I’m writing this on a Thursday night (though it won’t post until morning), sitting on my deck by myself on a lovely evening in May. If any of you have ever had four kids, three of them teenagers, you know what my May is like. Currently we have soccer, baseball, horseback, color guard, drumline auditions, 4H, scouts, recitals, concerts… have I missed something? Oh yes, I have. College research!
We had choir practice canceled for us this week because the parish needed the church. It was the first unscheduled night we’ve had in weeks—weekends included! And even at that, it was a little sketchy since #4 had soccer practice for an hour.
So, anyway, I’m exhausted. And I smell like horses, because I have been volunteering at the therapeutic riding farm—while Miss J rides, I “side walk” for a different rider.
But my exhaustion is not just because of busy-ness. And it’s not mere lack of sleep, either, although that problem continues to be, well, a problem. These days it is aggravated by chronic pain in my right upper back and my left elbow. I’ve done PT, I’ve done massage, I stretch, I use heat… during the day I’m mostly fine, but those nights are no fun, let me tell you.

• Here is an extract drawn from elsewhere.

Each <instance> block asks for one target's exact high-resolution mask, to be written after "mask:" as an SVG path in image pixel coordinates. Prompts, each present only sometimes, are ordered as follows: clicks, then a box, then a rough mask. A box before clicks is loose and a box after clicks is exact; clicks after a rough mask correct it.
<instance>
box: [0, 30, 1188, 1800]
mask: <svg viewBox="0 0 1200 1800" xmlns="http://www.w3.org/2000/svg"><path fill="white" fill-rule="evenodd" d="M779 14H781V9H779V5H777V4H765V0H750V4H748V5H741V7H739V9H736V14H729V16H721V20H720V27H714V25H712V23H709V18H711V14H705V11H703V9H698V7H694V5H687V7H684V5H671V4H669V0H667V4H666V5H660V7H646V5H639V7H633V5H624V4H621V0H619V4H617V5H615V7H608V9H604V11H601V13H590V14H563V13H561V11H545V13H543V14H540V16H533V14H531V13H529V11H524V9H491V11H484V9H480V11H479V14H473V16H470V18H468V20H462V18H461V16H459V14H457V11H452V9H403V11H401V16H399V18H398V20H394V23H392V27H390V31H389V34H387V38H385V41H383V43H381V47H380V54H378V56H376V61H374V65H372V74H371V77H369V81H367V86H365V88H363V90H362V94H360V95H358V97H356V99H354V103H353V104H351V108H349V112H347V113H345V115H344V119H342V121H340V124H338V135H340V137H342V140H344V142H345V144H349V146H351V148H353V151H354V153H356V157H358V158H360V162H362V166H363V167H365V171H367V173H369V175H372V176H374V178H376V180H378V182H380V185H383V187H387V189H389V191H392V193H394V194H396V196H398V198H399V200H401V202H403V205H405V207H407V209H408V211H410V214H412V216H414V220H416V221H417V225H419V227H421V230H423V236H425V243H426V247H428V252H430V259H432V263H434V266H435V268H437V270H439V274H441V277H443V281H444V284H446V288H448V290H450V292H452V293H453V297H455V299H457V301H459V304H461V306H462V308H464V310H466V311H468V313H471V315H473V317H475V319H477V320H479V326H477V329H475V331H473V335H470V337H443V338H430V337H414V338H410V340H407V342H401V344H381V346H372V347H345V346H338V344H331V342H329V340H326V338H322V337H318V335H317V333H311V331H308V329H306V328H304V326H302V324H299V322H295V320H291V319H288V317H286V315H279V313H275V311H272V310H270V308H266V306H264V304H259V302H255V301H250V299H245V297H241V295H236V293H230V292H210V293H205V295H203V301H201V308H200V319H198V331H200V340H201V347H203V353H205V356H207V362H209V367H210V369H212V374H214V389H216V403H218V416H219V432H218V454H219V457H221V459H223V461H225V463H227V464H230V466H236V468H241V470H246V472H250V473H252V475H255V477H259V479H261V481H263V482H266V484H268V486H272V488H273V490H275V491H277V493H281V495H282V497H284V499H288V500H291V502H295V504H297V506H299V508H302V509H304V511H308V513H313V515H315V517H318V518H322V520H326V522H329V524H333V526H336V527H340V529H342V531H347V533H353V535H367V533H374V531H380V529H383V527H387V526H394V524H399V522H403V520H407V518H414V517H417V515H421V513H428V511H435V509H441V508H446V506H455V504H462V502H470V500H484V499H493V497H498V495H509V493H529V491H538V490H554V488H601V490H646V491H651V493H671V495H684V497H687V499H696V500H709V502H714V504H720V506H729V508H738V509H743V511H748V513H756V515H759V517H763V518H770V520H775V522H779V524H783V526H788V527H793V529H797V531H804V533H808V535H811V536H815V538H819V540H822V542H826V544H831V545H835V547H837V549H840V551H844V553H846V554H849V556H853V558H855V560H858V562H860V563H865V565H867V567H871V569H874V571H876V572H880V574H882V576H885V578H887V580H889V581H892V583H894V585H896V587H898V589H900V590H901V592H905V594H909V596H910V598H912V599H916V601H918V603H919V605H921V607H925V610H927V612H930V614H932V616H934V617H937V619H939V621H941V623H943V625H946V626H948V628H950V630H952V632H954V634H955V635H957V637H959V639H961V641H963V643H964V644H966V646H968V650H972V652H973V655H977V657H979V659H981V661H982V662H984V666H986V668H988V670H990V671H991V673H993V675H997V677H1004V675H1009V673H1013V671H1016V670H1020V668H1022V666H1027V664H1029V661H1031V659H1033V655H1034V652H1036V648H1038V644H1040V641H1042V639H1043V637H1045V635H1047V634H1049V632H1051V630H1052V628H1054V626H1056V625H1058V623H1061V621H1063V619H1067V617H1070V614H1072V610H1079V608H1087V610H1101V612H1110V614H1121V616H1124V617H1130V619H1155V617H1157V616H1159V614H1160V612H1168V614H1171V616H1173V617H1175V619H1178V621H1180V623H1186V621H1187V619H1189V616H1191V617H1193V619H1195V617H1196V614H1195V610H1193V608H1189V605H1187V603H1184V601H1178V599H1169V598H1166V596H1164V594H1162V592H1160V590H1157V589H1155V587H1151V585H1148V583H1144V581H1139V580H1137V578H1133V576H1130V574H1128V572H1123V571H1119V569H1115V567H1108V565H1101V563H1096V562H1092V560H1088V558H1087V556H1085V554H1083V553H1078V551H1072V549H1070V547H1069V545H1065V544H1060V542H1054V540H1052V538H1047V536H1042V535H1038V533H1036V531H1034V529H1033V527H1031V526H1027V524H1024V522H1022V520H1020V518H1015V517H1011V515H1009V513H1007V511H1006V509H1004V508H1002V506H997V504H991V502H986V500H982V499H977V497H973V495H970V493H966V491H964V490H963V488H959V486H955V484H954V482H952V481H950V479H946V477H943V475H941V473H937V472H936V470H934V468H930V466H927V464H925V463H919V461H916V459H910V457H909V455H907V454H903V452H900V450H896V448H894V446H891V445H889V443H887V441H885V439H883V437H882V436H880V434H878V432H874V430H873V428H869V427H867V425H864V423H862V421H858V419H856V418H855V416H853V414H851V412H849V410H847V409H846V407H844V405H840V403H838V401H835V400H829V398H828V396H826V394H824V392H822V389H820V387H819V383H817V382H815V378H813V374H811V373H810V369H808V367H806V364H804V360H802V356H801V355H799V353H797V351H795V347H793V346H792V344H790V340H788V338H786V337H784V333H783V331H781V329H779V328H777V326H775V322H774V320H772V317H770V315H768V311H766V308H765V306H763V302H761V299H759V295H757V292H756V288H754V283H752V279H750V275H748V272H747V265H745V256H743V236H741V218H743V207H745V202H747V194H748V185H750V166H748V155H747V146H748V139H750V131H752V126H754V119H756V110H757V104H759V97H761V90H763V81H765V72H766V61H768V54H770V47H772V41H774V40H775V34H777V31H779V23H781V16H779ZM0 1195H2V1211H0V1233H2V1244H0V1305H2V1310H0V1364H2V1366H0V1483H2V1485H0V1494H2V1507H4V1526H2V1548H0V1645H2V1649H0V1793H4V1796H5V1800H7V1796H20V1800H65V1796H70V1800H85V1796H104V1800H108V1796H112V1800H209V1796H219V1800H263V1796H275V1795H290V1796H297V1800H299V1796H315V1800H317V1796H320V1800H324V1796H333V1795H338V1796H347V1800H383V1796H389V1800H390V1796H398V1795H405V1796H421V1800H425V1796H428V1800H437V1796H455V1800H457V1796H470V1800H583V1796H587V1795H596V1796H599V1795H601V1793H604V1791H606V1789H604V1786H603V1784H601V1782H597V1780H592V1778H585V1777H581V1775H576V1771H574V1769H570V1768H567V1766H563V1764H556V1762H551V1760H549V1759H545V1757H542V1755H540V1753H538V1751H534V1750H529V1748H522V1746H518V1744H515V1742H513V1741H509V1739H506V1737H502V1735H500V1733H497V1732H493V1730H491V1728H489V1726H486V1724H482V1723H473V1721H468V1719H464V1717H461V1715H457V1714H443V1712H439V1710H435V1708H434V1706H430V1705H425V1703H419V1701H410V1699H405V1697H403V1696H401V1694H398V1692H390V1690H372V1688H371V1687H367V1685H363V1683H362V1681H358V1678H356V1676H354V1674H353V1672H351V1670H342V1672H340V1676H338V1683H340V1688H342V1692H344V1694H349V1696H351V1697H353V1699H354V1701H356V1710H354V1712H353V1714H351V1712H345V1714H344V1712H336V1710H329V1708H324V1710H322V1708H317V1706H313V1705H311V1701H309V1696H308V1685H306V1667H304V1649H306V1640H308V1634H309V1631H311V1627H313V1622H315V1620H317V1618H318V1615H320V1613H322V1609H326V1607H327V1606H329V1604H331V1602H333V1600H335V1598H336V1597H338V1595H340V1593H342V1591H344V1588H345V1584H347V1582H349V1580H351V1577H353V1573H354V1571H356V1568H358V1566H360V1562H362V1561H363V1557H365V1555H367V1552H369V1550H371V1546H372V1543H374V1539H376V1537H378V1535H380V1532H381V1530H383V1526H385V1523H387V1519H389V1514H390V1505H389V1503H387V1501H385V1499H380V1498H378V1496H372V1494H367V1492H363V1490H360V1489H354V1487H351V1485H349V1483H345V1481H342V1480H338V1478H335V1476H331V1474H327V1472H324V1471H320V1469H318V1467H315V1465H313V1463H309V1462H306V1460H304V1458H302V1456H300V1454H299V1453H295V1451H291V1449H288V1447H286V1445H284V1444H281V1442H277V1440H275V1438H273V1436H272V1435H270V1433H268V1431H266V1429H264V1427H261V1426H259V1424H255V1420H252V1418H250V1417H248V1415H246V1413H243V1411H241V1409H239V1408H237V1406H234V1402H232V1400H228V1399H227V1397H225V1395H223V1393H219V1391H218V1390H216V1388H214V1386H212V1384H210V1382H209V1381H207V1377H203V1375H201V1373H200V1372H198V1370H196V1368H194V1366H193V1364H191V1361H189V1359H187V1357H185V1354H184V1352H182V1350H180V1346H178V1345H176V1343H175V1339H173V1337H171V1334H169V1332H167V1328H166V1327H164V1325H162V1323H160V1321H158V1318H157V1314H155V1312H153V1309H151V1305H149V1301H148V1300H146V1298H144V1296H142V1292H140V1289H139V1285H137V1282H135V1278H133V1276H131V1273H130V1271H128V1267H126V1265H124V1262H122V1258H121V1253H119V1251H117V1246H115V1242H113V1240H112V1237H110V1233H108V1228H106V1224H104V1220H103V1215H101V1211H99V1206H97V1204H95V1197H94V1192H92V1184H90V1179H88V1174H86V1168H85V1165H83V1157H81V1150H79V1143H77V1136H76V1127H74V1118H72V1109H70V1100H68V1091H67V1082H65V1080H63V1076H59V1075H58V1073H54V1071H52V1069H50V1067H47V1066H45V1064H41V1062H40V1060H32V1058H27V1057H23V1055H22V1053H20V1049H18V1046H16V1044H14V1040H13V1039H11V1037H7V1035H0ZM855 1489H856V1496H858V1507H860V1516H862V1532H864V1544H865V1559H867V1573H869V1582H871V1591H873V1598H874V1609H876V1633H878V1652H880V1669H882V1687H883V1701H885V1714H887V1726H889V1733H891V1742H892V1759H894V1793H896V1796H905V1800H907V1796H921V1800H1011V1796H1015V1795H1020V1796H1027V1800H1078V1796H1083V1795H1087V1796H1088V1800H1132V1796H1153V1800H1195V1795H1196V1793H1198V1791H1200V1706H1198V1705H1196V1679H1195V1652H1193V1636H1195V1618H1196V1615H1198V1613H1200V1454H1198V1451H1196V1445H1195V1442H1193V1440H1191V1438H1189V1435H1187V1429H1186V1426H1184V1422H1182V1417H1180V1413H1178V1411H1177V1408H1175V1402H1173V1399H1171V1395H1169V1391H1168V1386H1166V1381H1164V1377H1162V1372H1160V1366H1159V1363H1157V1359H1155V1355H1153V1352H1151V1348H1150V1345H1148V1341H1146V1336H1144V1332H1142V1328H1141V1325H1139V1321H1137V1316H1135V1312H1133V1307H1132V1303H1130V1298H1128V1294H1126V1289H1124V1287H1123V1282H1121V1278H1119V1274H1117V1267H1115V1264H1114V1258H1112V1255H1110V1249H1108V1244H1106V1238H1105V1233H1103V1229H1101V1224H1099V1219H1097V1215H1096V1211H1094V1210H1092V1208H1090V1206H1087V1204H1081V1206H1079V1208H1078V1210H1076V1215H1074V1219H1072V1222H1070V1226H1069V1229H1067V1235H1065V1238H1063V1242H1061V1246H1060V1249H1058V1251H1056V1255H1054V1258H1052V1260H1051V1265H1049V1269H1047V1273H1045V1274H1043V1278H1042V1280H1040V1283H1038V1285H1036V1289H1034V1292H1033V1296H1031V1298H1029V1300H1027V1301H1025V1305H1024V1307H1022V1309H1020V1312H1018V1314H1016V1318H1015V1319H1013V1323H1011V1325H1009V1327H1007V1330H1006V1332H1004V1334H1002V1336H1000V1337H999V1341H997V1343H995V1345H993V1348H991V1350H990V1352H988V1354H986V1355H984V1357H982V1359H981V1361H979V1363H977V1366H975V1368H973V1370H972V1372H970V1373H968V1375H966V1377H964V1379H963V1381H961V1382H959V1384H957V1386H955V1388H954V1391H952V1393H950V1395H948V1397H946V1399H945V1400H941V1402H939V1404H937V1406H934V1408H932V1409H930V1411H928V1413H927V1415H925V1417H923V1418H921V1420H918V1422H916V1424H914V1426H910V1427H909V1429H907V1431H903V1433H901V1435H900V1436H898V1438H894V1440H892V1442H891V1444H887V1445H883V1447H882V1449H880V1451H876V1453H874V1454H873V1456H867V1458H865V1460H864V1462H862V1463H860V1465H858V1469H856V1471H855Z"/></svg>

And then there’s the exhaustion of feeling not up to the task of raising my kids. I was feeling pretty good about the celiac thing until last week I got called to bring her home again for GI issues—schools are pretty rigid with their rules around health matters!—and we couldn’t figure out if it was actually a bug or another gluten exposure. We were actually hoping for a bug, because we’d gone to Culver’s for lunch after multiple investigations of their GF procedures, and if it was a gluten exposure, then it calls into question ever eating out anywhere ever again.
And then, the last two days, more fun, not surrounding GI, but behavioral things that made the special ed team say, “She has to have been glutened.”
Except I traced backward. She and her brother were confirmed on Saturday, and the meal was very particularly planned to be 100% gluten free. Dessert was mixed, but the gluten-y treat was store-bought and we were ridiculously careful about how we served. There’s no way she got glutened by cross-contamination from donuts she didn’t have. Besides, that was 5 days ago.
Sunday was leftovers. Monday and Wednesday I cooked all-GF meals, and Tuesday I heated up her leftovers before I took her to guard. If she got glutened, it did not happen in this house. And the school, where she’s currently eating her other two meals, is treating her “like she’d go into anaphylactic shock if she got gluten,” her teacher said.
So then we start thinking, Could she be sneaking food somewhere? Could someone in choir, or in color guard, have given her something?
But she asks all.the.time if what she’s being offered is gluten free. So that makes no sense either.
So maybe this nothing more than hormones + senioritis (because she’s only got 2 weeks left of middle school), filtered through the lens of a cognitive disability?
You can’t get an answer out of my daughter when she doesn’t want to give one. You legitimately can’t tell if she doesn’t understand or doesn’t want to.
She perked up once I came to get her. Plenty of physical & mental acuity for horseback and color guard, apparently!
This parenthood thing can be intensely wearing, both physically and emotionally/mentally/spiritually.
I just needed that out there, while I had an hour where no one needs me.
Just a note: I most likely will not respond to questions and advice. Sometimes there really aren’t solutions, and you just have to get through the hard stuff.
Thank you for sharing!
Thank you, Kate. I’m close to turning 70 but it’s always good to hear things from a parent’s perspective!